Comparison.—Despite the poor condition of preservation, the characteristic ribbing strongly suggests that the specimen is a member of the subfamily Harpoceratinae. Among many ammonites of the subfamily known from Japan, the following species show similar ornamentation. Protogrammoceras yabei (Hirano, 1971), from the Nishinakayama Formation of the Toyora Group, especially the specimen shown on his pl. 18, fig. 9, has slightly falcate, wide and dense ribs on the flank, but this species includes individuals with denser, more straight ribs (as shown in his pl. 18, figs. 6-8), making the identification is unlikely. Paltarpites aff. platypleurus (Buckman), also known from the Nishinakayama Formation, presents a similar ornamentation of dense, flat-topped and weakly falcate ribs. The present specimen from Kuzu is, however, more sparsely ribbed, though the general ribbing style is alike, and is not directly comparable to that form. Harpoceras chrysanthemum, also described from the Nishinakayama Formation, looks very close to the present specimen. As seen on the lectotype of the species, figured by Hirano (1973, pl. 1, fig. 1), the general pattern of ribbing is similar to that of the present specimen, particularly the falcate and more or less spacious ribbing on the flank. Unfortunately the Kuzu specimen is too fragmentary to be identified as H. chrysanthemum itself, so ultimately we treat it as a comparable species of H. chrysanthemum.

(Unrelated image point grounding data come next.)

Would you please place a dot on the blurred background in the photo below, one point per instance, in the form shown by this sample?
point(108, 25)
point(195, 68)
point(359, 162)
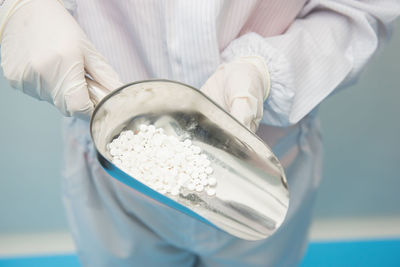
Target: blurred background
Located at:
point(358, 198)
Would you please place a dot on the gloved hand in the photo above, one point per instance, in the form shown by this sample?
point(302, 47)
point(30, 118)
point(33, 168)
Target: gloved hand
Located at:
point(241, 87)
point(45, 54)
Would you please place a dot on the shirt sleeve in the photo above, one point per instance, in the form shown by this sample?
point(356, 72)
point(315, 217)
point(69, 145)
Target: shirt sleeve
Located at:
point(324, 49)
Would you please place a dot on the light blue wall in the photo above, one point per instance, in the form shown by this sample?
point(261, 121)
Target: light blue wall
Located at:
point(361, 136)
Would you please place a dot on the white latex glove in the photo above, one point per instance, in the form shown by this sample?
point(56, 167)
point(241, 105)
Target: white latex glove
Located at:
point(241, 87)
point(45, 54)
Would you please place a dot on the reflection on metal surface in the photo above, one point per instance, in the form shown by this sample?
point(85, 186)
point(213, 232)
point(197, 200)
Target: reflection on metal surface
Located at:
point(252, 196)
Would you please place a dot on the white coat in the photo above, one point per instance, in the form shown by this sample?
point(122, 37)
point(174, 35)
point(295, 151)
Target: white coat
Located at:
point(311, 48)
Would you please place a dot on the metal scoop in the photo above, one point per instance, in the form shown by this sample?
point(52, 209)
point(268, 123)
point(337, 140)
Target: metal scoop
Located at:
point(252, 196)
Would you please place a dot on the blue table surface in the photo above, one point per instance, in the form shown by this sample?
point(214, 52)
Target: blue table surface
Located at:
point(384, 253)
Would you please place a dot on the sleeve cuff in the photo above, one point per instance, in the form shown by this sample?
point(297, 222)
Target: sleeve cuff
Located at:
point(278, 105)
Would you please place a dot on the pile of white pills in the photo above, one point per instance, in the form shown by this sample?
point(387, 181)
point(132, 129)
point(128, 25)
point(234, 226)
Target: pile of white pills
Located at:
point(162, 162)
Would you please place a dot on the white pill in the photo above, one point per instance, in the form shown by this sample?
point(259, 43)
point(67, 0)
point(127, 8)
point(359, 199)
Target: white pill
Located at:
point(143, 127)
point(202, 176)
point(187, 143)
point(211, 191)
point(199, 188)
point(206, 163)
point(196, 149)
point(204, 182)
point(175, 191)
point(191, 186)
point(212, 181)
point(113, 151)
point(208, 170)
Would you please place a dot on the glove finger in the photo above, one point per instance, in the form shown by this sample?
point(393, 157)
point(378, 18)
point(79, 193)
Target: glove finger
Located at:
point(77, 100)
point(214, 89)
point(242, 109)
point(98, 68)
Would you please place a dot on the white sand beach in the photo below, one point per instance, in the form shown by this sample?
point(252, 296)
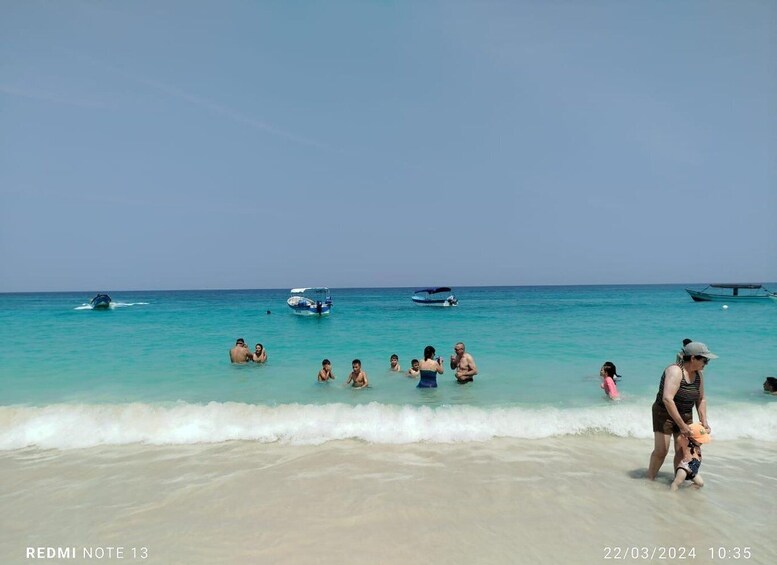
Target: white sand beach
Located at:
point(562, 500)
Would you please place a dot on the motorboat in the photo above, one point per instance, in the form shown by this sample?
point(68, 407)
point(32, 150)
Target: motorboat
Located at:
point(731, 292)
point(100, 302)
point(311, 301)
point(439, 296)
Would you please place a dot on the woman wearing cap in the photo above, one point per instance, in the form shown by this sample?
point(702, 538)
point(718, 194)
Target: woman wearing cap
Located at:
point(681, 388)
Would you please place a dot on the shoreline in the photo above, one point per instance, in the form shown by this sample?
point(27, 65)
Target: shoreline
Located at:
point(553, 500)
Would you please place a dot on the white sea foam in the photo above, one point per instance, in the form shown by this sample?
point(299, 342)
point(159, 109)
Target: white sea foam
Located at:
point(65, 426)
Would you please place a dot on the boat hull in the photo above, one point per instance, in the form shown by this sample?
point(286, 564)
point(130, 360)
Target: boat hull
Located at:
point(102, 302)
point(710, 297)
point(302, 306)
point(441, 302)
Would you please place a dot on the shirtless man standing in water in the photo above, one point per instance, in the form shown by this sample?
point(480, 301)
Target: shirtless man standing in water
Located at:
point(464, 365)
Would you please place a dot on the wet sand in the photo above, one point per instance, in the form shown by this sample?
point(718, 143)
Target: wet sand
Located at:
point(561, 500)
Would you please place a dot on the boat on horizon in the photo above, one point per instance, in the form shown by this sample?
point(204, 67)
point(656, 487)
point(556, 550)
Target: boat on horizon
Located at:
point(310, 301)
point(100, 302)
point(434, 297)
point(753, 291)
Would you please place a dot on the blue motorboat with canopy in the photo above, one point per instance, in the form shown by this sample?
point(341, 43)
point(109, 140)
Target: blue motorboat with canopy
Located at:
point(310, 301)
point(100, 302)
point(438, 296)
point(731, 292)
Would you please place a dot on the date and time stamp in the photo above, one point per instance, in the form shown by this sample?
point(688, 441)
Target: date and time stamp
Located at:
point(609, 553)
point(676, 553)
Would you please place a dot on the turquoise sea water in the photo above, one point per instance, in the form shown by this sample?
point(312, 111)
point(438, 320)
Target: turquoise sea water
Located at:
point(155, 368)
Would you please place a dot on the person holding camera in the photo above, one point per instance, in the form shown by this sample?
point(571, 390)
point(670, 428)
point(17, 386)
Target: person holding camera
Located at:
point(464, 365)
point(430, 368)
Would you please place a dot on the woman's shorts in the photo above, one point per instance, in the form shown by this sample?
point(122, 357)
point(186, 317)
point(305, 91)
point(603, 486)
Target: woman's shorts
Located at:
point(663, 423)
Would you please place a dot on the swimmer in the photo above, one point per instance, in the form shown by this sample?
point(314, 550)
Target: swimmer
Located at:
point(464, 365)
point(325, 374)
point(357, 376)
point(240, 353)
point(260, 354)
point(607, 372)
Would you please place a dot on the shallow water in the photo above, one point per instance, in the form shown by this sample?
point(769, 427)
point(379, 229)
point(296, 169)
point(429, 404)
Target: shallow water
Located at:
point(155, 368)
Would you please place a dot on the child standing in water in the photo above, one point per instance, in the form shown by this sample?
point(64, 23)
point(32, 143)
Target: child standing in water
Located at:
point(357, 378)
point(688, 469)
point(608, 373)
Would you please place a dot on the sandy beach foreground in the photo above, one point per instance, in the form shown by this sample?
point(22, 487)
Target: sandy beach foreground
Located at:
point(562, 500)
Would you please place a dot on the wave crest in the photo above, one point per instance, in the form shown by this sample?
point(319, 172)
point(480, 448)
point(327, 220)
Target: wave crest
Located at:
point(69, 426)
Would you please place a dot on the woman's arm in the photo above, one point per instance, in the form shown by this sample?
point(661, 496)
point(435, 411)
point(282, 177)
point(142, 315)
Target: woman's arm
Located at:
point(701, 404)
point(672, 377)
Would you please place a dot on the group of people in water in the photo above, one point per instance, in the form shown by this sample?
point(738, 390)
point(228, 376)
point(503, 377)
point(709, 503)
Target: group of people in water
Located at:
point(241, 354)
point(425, 371)
point(680, 389)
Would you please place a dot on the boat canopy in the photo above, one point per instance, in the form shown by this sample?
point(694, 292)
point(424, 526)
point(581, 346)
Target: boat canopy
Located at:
point(311, 288)
point(434, 290)
point(737, 285)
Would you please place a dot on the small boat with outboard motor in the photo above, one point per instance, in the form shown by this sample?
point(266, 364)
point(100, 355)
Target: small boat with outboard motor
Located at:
point(438, 296)
point(731, 292)
point(310, 301)
point(100, 302)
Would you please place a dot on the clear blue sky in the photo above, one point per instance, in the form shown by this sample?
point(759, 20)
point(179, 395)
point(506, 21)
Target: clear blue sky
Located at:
point(173, 145)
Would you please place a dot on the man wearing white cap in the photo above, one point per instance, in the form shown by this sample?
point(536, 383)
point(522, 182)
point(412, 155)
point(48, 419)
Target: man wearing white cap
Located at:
point(681, 388)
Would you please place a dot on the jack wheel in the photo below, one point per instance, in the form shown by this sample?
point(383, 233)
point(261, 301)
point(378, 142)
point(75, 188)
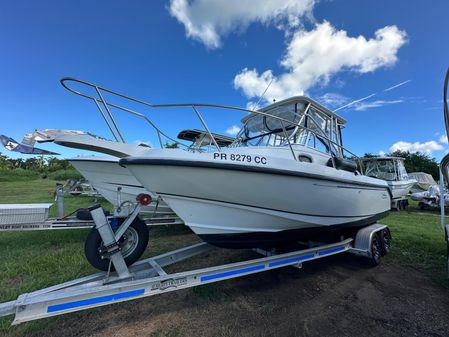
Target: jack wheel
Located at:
point(376, 250)
point(132, 245)
point(385, 239)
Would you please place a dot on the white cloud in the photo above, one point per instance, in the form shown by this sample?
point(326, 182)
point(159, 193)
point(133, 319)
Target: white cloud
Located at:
point(144, 142)
point(427, 147)
point(333, 100)
point(397, 85)
point(362, 106)
point(208, 20)
point(253, 106)
point(233, 130)
point(312, 57)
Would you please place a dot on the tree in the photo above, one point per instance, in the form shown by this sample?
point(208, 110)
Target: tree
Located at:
point(415, 162)
point(419, 162)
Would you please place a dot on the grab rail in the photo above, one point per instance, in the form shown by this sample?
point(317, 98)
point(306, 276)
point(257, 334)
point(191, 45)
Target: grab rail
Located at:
point(117, 134)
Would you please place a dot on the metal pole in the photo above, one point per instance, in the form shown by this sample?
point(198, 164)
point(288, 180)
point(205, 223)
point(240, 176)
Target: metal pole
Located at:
point(106, 120)
point(207, 129)
point(110, 114)
point(60, 200)
point(288, 141)
point(442, 210)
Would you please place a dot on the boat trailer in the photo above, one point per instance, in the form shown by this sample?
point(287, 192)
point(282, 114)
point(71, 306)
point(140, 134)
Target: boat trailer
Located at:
point(32, 217)
point(147, 277)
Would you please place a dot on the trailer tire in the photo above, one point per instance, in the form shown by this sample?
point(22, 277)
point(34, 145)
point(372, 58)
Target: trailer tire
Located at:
point(376, 250)
point(385, 239)
point(133, 243)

Remarks.—Harpoceras chrysanthemum was first described from the Toyora Group of West Japan (Yokoyama, 1904) as a species of Hildoceras. Later this generic identification was rejected because of the absence of a longitudinal groove at the middle of the flank, which is the most important diagnostic character of the genus, and the species was assigned to Harpoceras, accompanied by other species (Hirano, 1973). Harpoceras was established on the type species Ammonites falcifer J. Sowerby, and covers a rather wide variety of forms; the type species representing a spectrum of forms with very involute coiling and dense, fine, and strongly falcate ribbing, whereas the group of Ammonites exaratus Young and Bird, on which the genus Cleviceras was created by Howarth (1992), shows more sinuous, strong and distant ribbing. The present specimen discovered from Kuzu, is closer to the latter type, to which Harpoceras chrysanthemum belongs. Although the fragmentary preservation precludes definite identification, it is here compared with this species.
Geologic age.—Early to Middle Toarcian, as discussed above.
Acknowledgments
We are indebted to N. Tsuchizawa and N. Tsubaki of Yoshizawa Lime Industry Co. Ltd., and H. Hiratsuka of Sumitomo-Osaka Cement Co. Ltd. for their kind permission to carry out the survey in the mines and utilization of the facilities. We wish to express our sincere thanks to H. Hirano (Waseda University) and an anonymous reviewer for their critical reading of the manuscript. The authors thank Hisayoshi Igo (National Science Museum), Hisaharu Igo (Tokyo Gakugei University), K. Sashida and S. Adachi (University of Tsukuba) for invaluable discussions and suggestions concerning the field survey. The first author (Y.K.) would like to express his appreciation to Y. Kikuchi (University of Tsukuba) for his kind help in taking photographs of the ammonite specimen.